PUNISHER WAR JOURNAL: CIVIL WAR
This is what I remember: Axel called and gave me the job out of nowhere. I didn’t even have to ask for it.
I had been pitching Warren Simons, then Axel’s assistant, now Editor-in-Chief at Valiant, on any number of things for the last couple-few years. Barring one short story, nothing was sticking. Part of it (as I recall) was that I had a job I liked and was creatively satisfying so sometimes when Warren would come to me, I’d say no; part of it was my ideas were weird and no good; part of it is, hey, breaking in at Marvel isn’t easy. I think I wrote a few hundred pages that only Warren ever read. I said no to a lot but tried out for a whole lot more. Nothing stuck.
But I was writing pages. I got better and better and finding stories with beginnings, middles, and ends that were really just more middles; I got better at streamlining how I spoke about my ideas; I got better at the idea of Work for Hire – “servicing trademarks,” as Warren Ellis might say. I got better at thinking about what made the characters the characters and how to write into that rather than force an outside perspective or motive into that particular story shape.
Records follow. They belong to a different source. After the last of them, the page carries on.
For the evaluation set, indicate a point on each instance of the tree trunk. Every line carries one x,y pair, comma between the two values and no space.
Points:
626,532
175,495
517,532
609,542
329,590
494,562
This very much came from my time in advertising — I came from the world of trying to please clients.
Every pitch I wrote, I got better at writing comics, because with every pitch I’d send, I always included a sample scene or two.
I thought I had to prove I at least had some understanding of what I was doing, but really it was a chance to take the idea out for a spin. It was a chance to get tone down on the page and it gave me the excuse I needed to write. To this day I’m better at showing rather than telling — at Universal, as I’ve started writing for TV, it sometimes flummoxes them as instead of going through their process it’s been easier for me to just spec a script out — meaning to just write it — rather than outline and talk it all through. There’s stuff I know I can get on the page that I can’t get in a pitch, so I try to shortcut through the development process. Sometimes that works, most of the times, it doesn’t.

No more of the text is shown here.